Prospects for victim participation in the new Truth and Reconciliation Commission
In this episode, we put a spotlight on the Democratic Republic of Congo where a truth and reconciliation commission (TRC) was established in 2003, in an attempt to bring an end to hostilities and pave the way to democratization. However, the TRC was short-lived, leaving victims of mass atrocities with fewer avenues for the right to truth. Recently, the government of President Felix Tshisekedi has shown willingness to support the installment of a new TRC and to set up a reparations fund for victims of mass atrocities. Marit de Haan and Christian Cirhigiri speak with Gentil Kasongo, researcher at Impunity Watch in the Great Lakes Region of Africa, who shares what this new momentum for truth-seeking means for the overall field of TJ in the DRC and for the participation of victims of mass atrocities.

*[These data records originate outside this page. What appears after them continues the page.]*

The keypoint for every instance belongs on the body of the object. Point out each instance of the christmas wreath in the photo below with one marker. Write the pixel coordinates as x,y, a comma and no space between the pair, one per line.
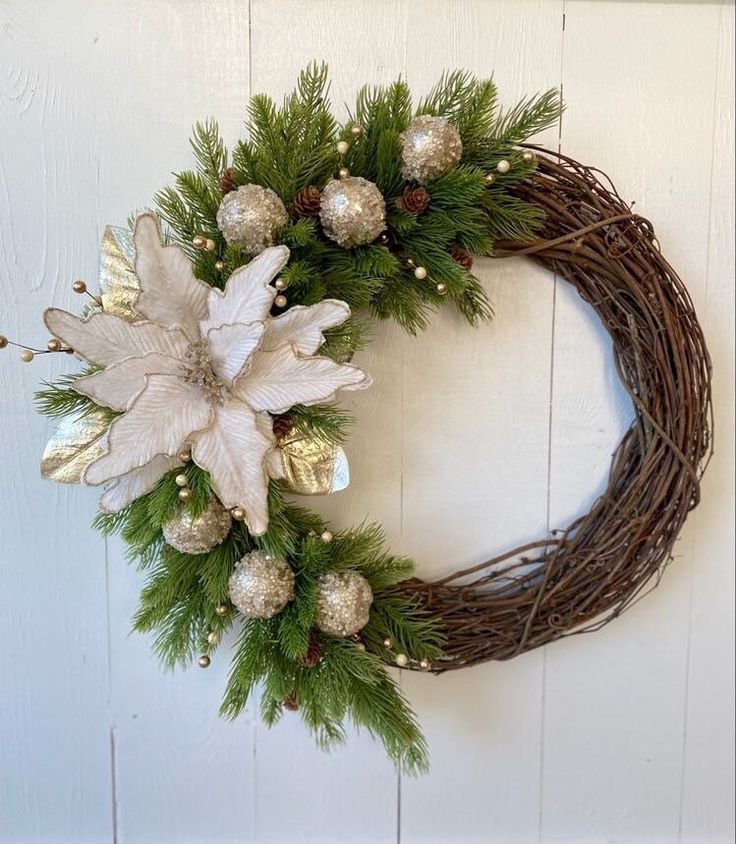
227,320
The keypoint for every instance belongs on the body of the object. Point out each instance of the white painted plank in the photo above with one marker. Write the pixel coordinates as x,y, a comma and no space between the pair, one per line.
614,703
708,778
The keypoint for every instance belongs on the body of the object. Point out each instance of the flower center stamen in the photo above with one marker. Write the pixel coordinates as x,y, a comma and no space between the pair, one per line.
198,370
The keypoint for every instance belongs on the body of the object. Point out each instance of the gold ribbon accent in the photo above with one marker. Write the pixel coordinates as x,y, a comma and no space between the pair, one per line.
312,467
77,442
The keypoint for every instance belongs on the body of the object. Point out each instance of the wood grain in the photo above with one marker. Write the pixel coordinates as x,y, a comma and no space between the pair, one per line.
468,443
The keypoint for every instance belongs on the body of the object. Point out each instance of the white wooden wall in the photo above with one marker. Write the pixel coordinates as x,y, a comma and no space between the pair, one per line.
469,442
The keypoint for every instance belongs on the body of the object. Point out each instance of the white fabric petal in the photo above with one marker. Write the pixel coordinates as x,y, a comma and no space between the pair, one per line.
119,384
232,450
158,422
248,295
105,339
231,346
280,379
123,491
274,459
303,326
170,294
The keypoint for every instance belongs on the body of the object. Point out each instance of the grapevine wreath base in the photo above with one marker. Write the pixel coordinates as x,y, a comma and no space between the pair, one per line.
227,321
592,571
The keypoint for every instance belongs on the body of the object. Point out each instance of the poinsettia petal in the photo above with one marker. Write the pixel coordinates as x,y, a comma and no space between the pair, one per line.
105,339
124,490
119,384
170,294
280,379
232,450
158,422
303,326
248,295
231,346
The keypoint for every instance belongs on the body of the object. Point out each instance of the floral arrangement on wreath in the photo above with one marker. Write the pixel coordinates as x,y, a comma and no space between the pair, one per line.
214,352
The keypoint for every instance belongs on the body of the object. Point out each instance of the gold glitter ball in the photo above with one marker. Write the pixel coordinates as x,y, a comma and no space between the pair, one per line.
198,535
429,146
352,211
261,586
251,216
345,599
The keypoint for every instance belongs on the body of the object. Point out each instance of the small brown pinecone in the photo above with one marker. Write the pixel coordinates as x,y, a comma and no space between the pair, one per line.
306,202
413,200
227,181
313,653
461,256
282,425
291,703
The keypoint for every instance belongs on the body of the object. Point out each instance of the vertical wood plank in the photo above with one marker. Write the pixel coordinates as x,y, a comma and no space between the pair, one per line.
182,773
614,715
55,776
708,777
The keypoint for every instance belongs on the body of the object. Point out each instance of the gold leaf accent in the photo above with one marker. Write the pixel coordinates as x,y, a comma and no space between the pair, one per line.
119,285
76,443
312,467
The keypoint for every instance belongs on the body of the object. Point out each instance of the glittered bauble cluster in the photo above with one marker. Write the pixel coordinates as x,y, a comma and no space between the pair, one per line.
251,217
261,586
345,600
429,146
352,211
196,535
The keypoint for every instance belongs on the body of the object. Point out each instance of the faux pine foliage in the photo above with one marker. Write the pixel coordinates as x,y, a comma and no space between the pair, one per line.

Gentil Kasongo is a researcher at Impunity Watch and TJ practitioner from the DRC. He holds a Master’s in Human Rights Law from the University of Cape Town and a law degree from the University of Goma. With seven years of researching human rights in the region, Gentil has worked with civil society actors and victim groups in the North Kivu and South Kivu provinces, providing training of trainers on TJ and victim participation.
Christian Cirhigiri is a PhD researcher at the Human Rights Center of Ghent University. His research project focuses on victim participation in the TJ pillar of Guarantees of Non-Recurrence in the DRC.